Robert Griffin III has yet to take a professional snap, and the kid is already firmly entrenched in the spotlight.
He's been on late-night talk shows; he's already won an ESPY; he's endorsed by a wide array of sponsors, hawking everything from video games to sub sandwiches (earning enough to realistically live off the sponsorship income during his first season).
So it should come as no surprise that when the Washington Redskins' rookie quarterback addressed the media for his first training camp interview Wednesday, it seemed like the local news cycle had come to a screeching halt. Every Washington-area news station and even the NFL Network stopped what they were doing and aired RGIII's comments. If only the air traffic control at Dulles would have gotten the memo.
Yet, even with the focus squarely on him, Griffin did not bask in the cameras' glow. While RGIII may be touted as the face of what has recently become a moribund franchise, he understands that a working body requires several parts.
"There really is no true 'face of the franchise,' because if we just had faces, we’d all be dead," he said. "You’ve gotta have a heart, some legs, some skin. That’s those guys in there. I’m just the mask. Those guys are the body of the real team."
Griffin made sure to spend the time learning about those parts, convincing his receivers to join him in Waco, Texas, to work out during the five-week layoff between OTAs and training camp. For Griffin, the passing camp was not just about learning the playbook, but also learning more about his teammates and developing a level of camaraderie.
"Throwing with the guys over the break and doing those types of things gets you more familiar with them," Griffin said. "You can really see who’s truly dedicated and who you have to continue to stay on to make sure they can show the team they are dedicated.
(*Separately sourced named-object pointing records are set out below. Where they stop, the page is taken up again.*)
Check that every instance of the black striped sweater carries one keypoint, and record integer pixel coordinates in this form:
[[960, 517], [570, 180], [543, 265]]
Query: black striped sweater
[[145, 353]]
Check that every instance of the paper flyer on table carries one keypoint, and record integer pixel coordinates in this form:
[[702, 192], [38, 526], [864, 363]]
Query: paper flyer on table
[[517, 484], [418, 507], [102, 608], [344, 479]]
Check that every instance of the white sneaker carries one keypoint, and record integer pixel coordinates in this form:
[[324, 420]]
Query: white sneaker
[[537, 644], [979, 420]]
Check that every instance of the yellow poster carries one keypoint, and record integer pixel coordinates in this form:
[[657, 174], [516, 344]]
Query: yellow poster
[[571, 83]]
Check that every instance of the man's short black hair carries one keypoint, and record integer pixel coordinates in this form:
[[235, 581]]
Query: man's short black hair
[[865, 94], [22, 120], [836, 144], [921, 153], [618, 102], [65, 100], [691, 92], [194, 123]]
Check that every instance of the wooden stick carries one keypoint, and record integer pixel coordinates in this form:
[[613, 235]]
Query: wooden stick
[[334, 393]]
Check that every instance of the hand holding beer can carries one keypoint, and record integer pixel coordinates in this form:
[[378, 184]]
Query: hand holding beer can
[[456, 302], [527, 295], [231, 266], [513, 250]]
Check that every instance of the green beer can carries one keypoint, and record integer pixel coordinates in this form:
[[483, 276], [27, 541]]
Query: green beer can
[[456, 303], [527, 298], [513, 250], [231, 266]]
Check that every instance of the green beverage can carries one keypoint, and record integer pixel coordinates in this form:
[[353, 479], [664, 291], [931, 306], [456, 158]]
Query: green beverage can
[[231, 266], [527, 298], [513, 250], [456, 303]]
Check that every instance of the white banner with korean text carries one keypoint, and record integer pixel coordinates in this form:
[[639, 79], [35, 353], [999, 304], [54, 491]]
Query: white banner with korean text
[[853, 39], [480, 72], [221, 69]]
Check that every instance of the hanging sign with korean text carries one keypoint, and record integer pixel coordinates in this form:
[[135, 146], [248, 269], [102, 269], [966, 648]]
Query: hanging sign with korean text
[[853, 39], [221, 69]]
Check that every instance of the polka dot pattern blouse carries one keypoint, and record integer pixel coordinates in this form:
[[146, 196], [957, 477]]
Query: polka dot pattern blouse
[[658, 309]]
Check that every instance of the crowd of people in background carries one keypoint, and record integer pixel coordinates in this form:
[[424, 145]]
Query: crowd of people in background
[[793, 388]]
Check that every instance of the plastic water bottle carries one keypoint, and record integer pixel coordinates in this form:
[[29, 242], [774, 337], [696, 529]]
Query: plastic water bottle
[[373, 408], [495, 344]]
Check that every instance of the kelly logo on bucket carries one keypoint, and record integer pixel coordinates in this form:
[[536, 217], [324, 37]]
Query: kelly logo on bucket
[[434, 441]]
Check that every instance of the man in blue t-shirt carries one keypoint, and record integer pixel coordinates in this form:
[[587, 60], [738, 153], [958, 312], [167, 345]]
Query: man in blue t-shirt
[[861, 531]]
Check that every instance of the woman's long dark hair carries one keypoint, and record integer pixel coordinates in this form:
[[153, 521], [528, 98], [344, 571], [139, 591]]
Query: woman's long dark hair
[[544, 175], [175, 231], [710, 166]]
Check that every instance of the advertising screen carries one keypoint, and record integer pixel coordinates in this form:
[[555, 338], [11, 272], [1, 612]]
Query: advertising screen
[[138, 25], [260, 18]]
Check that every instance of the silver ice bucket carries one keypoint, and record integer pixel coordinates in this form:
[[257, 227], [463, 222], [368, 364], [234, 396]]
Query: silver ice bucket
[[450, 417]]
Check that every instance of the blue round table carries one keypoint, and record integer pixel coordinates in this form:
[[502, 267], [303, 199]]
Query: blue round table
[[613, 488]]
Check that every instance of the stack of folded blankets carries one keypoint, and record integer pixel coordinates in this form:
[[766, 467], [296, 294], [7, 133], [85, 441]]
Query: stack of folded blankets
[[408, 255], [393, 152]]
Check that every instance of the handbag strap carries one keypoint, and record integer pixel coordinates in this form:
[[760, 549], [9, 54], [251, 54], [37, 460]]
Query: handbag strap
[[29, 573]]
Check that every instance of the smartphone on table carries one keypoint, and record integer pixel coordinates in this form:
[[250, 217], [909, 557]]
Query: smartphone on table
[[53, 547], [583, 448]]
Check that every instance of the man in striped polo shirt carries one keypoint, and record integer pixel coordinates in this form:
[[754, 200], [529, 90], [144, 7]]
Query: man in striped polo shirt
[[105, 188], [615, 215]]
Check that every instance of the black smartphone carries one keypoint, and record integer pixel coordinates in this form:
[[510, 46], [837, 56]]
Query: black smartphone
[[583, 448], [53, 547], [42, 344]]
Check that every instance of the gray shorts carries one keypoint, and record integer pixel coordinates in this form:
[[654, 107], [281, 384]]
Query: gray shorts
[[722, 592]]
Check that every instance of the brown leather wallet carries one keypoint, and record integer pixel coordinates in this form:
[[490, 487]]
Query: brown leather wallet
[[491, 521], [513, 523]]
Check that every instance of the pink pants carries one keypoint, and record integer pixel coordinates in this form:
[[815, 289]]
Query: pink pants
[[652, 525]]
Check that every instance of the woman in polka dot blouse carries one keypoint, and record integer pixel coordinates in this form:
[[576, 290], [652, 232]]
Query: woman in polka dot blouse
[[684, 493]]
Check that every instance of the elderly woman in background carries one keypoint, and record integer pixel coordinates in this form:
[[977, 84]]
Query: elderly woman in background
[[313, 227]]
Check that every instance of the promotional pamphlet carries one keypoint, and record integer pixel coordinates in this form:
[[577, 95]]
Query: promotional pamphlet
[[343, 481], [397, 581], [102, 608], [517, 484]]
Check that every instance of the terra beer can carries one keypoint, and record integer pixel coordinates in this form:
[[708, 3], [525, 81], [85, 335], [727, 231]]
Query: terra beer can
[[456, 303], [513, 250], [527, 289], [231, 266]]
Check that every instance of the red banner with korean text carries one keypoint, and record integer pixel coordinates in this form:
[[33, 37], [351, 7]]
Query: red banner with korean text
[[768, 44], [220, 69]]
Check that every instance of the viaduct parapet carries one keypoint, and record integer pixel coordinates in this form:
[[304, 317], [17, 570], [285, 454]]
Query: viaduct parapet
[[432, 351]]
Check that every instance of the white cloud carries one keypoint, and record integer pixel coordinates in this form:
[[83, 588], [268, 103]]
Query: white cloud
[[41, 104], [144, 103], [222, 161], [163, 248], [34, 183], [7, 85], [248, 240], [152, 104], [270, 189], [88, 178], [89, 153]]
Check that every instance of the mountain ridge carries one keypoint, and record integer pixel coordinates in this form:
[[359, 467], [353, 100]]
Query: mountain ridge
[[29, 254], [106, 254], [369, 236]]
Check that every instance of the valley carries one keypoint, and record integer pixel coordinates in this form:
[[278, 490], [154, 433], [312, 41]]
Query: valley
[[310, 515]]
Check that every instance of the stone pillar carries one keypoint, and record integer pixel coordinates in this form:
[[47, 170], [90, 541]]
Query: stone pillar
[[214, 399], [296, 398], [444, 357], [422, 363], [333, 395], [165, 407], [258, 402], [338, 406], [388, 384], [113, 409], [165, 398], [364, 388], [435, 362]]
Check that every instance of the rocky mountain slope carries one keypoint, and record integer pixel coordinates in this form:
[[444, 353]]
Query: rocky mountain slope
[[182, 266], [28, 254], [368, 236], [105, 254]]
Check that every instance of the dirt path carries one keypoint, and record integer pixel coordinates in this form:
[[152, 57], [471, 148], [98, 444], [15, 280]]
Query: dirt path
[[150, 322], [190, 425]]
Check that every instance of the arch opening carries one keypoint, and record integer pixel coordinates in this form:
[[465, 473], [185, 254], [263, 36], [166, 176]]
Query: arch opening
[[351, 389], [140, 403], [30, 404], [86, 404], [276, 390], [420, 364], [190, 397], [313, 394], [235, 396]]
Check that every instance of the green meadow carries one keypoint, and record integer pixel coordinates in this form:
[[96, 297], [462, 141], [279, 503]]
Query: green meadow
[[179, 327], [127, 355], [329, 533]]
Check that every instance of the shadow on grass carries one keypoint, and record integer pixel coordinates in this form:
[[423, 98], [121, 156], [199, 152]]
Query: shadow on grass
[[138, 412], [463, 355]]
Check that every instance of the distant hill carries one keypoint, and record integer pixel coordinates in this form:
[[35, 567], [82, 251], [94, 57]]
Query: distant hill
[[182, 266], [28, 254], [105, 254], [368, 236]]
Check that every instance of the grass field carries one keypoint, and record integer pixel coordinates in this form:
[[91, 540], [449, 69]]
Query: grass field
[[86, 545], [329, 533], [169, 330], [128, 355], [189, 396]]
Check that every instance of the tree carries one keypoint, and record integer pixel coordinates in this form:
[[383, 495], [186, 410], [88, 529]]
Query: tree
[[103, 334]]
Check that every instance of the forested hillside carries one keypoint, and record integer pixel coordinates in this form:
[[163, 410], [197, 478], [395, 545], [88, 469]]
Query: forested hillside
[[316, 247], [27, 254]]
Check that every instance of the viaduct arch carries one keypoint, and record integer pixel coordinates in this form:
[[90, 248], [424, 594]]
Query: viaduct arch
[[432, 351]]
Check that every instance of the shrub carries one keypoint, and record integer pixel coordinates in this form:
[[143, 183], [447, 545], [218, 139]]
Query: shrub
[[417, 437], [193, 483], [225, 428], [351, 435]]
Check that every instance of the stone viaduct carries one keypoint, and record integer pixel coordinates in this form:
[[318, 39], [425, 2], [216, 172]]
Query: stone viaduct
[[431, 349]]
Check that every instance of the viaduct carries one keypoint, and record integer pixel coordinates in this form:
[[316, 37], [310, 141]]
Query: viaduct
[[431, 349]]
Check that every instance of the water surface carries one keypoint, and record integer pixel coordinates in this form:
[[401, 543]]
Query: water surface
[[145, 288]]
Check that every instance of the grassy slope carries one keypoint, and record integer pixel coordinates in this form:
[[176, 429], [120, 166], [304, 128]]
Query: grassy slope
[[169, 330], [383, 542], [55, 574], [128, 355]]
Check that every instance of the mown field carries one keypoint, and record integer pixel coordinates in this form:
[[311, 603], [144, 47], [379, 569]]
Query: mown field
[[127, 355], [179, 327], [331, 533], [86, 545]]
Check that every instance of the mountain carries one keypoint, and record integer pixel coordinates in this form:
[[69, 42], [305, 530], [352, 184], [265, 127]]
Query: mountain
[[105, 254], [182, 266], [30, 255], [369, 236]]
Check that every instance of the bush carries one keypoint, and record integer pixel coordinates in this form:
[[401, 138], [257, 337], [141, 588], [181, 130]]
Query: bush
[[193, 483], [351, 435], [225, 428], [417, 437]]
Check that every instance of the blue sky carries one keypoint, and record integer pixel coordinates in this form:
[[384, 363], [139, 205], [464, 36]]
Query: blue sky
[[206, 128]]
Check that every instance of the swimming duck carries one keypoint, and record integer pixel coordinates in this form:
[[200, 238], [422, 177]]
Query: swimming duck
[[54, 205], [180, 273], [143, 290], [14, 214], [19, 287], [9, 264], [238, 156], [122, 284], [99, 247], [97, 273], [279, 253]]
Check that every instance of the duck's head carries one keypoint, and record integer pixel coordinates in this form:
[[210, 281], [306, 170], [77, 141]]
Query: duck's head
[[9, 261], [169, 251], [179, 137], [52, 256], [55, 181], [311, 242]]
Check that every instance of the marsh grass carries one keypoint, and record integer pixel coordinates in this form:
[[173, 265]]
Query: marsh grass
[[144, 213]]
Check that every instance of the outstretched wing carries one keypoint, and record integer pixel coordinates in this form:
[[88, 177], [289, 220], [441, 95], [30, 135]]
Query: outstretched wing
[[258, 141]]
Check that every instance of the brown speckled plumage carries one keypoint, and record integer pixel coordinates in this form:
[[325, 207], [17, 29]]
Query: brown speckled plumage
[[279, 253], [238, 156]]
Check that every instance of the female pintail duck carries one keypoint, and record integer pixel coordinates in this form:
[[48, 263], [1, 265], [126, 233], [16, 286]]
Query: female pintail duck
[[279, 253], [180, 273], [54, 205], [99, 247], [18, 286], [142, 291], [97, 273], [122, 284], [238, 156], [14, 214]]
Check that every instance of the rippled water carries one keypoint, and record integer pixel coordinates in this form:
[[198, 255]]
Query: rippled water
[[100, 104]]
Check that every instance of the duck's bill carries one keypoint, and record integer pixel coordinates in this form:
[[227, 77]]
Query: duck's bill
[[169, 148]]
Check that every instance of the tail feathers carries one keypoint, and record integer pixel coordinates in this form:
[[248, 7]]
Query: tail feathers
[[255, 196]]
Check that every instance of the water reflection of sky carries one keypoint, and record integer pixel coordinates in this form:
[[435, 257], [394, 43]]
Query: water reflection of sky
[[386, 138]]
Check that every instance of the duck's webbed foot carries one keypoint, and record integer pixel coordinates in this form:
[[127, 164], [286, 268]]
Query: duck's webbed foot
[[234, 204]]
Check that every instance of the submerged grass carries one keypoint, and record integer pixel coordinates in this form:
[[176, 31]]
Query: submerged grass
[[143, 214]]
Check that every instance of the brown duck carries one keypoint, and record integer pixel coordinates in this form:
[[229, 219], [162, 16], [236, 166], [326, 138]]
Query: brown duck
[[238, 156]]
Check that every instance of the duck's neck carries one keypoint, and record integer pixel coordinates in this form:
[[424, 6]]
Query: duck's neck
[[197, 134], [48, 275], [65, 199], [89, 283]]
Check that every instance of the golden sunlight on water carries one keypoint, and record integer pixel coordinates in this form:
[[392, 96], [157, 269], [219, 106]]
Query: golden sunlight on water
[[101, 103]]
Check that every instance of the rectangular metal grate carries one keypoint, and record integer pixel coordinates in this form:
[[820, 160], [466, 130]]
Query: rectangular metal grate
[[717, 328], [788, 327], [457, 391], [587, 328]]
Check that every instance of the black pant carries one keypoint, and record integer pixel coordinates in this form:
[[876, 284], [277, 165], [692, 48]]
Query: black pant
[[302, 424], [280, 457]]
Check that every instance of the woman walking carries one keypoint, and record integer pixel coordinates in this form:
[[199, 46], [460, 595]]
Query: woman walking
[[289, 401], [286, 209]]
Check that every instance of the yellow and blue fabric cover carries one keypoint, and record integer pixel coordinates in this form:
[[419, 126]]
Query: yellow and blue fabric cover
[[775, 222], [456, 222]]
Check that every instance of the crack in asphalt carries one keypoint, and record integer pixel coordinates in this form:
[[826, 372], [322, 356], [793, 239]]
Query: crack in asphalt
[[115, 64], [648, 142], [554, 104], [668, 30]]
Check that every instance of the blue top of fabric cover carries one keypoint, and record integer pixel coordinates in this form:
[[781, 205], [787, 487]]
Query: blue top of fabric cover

But aside from that, working with those guys is a great thing.”
"I wanted those guys to get a feel for who I was," he continued. "Sometimes you can try to explain to somebody who you are, where you come from, but it's best to just show them sometimes."
To his fellow Redskins, according to Griffin, he is not RGIII, the corporate spokesman with the flashy smile. He is simply "Robert," whose sole job is to "lead them to victory." Of course, that is easier said than done, especially for a team that has won three playoff games in the last 20 years and has gone through 13 starting quarterbacks since 2000. But Griffin, as evidenced again Wednesday, has a habit of saying the right things, so it's difficult not to believe him.
“It’s just all business now,” Griffin said. "We’re getting down to the season time and I think everybody came back in great shape. Everybody’s ready to go out and compete and I am too.”
Others will surely judge Griffin on how he lives up to the hype surrounding him, but Griffin himself will not have any part of it. He's not focused on statistics (he said that "doesn't always believe in them") or his own personal stardom (he made it clear Wednesday that he will not be attending any award shows or doing any commercials during the season. "All that's done," he said). Instead, Griffin, who was sporting a burgundy shirt with "No Pressure, No Diamonds" emblazoned in gold across the front, will judge his worth on what the Redskins do collectively.
"Success for us is winning football games," he said. "How many that is, I have no idea. It's definitely more than one, more than two, more than three. I don’t set individual goals, so everything I do is based on the team: if we’re winning."